しかし、いくらカメラで撮影しても、肉眼での迫力と記憶に残されているイメージには敵わないか。いやいや、撮影日時がセーブされて記憶のバックアップとしても活用できて、さらには写真から昔の情景すら掘り起こせるという点では、有効に活用し続けることができる。
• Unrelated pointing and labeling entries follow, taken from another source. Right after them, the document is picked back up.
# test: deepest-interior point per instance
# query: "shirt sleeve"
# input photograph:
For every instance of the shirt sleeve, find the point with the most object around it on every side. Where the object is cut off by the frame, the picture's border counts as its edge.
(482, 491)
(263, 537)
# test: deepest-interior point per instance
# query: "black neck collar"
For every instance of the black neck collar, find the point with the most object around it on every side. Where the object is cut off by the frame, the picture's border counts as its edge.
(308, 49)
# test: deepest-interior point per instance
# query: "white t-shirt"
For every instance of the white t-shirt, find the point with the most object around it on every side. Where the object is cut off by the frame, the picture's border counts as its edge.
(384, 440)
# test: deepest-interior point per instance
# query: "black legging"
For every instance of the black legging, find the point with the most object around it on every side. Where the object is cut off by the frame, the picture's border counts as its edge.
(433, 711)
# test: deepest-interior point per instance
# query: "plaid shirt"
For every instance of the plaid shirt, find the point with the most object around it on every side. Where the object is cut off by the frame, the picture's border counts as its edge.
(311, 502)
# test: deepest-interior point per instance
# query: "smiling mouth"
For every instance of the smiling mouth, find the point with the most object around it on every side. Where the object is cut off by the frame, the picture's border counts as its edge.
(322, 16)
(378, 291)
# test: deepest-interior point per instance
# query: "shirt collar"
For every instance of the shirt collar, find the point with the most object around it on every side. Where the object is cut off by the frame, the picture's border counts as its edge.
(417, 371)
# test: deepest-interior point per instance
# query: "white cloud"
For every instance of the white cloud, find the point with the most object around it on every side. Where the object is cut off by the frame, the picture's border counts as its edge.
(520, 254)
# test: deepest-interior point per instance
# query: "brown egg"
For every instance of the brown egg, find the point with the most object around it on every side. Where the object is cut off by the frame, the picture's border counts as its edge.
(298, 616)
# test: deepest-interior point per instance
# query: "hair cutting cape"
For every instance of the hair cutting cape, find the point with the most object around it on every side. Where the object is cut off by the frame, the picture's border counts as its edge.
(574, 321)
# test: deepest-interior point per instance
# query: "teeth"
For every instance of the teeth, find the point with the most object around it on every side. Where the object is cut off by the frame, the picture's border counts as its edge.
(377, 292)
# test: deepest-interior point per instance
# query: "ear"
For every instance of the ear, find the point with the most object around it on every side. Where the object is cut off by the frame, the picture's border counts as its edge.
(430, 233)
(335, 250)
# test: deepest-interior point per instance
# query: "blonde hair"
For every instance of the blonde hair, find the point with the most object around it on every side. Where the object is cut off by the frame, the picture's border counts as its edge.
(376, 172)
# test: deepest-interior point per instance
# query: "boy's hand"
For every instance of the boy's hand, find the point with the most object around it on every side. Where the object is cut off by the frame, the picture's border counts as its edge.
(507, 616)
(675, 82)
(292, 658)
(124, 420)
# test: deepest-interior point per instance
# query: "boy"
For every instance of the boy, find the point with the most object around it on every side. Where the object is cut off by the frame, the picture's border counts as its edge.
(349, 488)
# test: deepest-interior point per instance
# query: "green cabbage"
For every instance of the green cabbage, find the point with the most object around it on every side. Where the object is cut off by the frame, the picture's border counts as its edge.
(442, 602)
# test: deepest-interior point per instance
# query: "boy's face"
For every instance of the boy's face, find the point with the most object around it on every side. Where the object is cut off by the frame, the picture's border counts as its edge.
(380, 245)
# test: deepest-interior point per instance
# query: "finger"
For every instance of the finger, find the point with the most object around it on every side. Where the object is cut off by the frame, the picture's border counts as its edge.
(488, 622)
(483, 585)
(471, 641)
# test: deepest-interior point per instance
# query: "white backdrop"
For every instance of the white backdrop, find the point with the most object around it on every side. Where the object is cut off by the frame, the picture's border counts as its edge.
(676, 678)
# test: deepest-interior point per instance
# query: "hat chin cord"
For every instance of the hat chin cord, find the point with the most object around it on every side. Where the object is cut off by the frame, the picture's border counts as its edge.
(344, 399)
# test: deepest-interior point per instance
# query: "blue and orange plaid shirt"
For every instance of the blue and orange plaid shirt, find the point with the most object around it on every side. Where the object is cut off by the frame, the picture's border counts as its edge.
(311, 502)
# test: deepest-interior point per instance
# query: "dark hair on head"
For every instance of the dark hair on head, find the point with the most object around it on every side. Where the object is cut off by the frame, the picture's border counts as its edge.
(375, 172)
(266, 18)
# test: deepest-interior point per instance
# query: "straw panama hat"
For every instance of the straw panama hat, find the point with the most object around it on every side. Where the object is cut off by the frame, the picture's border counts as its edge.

一枚目とは方角を変える。この空の色といい、雲の低さといい、上空には強烈な寒気が流れ込んでいる。先ほどから吹いてくる風には異様な冷気が感じられ、不安定な大気状況であることが肌を通じて実感できる。天気予報そのままに、悪天候に急変することは確実だろう。
それからは報道通りとなる。
1時間に100mm近い降水量で観測史上最多を更新だとか。大雨を通り越して豪雨になり、道路は冠水。窓からカンカン…パラパラ…と硬いものが当たる音がし始めて「また雹か!」。バラバラバラッ!と大きな音を立てて打ち付けるので、室内の会話がままならない。
さらには突風。絶対に窓を開けてはいけない強烈な風が建物に吹き付け、隙間風ながらも館内の換気装置がカバーできないレベルの空気が流入していた。どうやらこの突風で近隣の職場ではコンテナが崩れてしまい、死者が出たようだ。やけにレスキュー隊が通るな?と思っていたが。
幸いにして、帰るころには雨は小降りになっており、あれだけ吹き荒れていた風も弱くなっていた。このチャンスは逃してはならぬと、素早く帰宅する。